The current workspace design does not allow packages to be outside of the workspace dir.
my-workspace/
│
├── Ballerina.toml # Defines the workspace
├── service-a/
│ └── Ballerina.toml
│ └── modules/
├── service-b/
│ └── Ballerina.toml
│ └── modules/
└── util
└── lib-common/
└── Ballerina.toml
└── modules/
Here is a sample Ballerina.toml file that defines a directory as a workspace.
[workspace]
packages = ["service-a", "service-b", "util/lib-common"] ## packages in the workspace
[build-options] ## common build options
observability-included = true
sticky = true
In this example, service-a and service-b depend on the common package, and unlike earlier, now you don't need to push the common package to the local repo. When you build service-a, Ballerina now automatically builds (if needed) the common package first.
If you want to create a single binary that consolidates service-a and service-b, you can use the following options:
- Create a separate package in the workspace (say app) and add a bal file that imports
service-aandservice-b
import myorg/service-a as _;
import myorg/service-b as _;
- Use the consolidate tool to generate this package.
$ bal consolidate-packages new --package-path=app myorg/service-a,myorg/service-b
This command creates a Ballerina package with the following Ballerina.toml. You can add this package to the workspace by adding the package name to the workspace toml file.
[package]
org = "app"
name = "myApp"
version = "0.1.0"
[[tool.consolidate-packages]]
id = "consolidateSvc"
options.services = ["myorg/service-a", "myorg/service-b"]
When you build this package, the consolidate tool generates a bal file that imports these two packages.
If the app package is not in a workspace and you want to consolidate packages in your local repo, then you have to specify local package dependencies as follows.
[package]
org = "app"
name = "myApp"
version = "0.1.0"
[[dependency]]
org = "myorg"
name = "service-a"
version = "1.1.0"
repository = "local"
[[dependency]]
org = "myorg"
name = "service-b"
version = "1.1.0"
repository = "local"
[[tool.consolidate-packages]]
id = "consolidateSvc"
options.services = ["myorg/service-a", "myorg/service-b"]
If the dependencies are available in Ballerina central, then the following should just work.
[package]
org = "app"
name = "myApp"
version = "0.1.0"
[[tool.consolidate-packages]]
id = "consolidateSvc"
options.services = ["myorg/service-a", "myorg/service-b"]
If you don't want to write and maintain a bal file that imports packages for consolidation, then use the consolidator. Most probably for BI use cases.
@sanjiva, as Asma said, workspaces and the consolidator tool are kinda orthogonal things. Workspaces or multi-package projects is all about giving you a seamless editing experience across all your packages in the workspace, without having to publish your dependencies to the local repo. The Consolidator tool is designed to link multiple packages into a single executable. IMO, workspaces will drastically improve the Cosolidator tool experience.
@sameerajayasoma - so a you guys both say, the difference is that we don't need to publish to a local repo. However, remember that's a pain point of the consolidator, not a nice feature.

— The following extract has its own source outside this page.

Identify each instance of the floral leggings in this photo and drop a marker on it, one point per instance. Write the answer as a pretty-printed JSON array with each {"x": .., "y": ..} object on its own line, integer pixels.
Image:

Let me ask it differently- when this feature is done, when and why would you use the consolidator for anything new?
The answer can be "its when you can't have a mono repo". Then should we not make it possible for a workspace to have a path outside the current dir as well? Do we allow symlinks to be a valid package dir?
Not only when you can't have a mono repo. If all your packages to be consolidated are available in Ballerina central or any other custom repository, then you will have to use the consolidator.
Allowing workspaces to have packages outside the workspace dir won't solve this problem, IMO.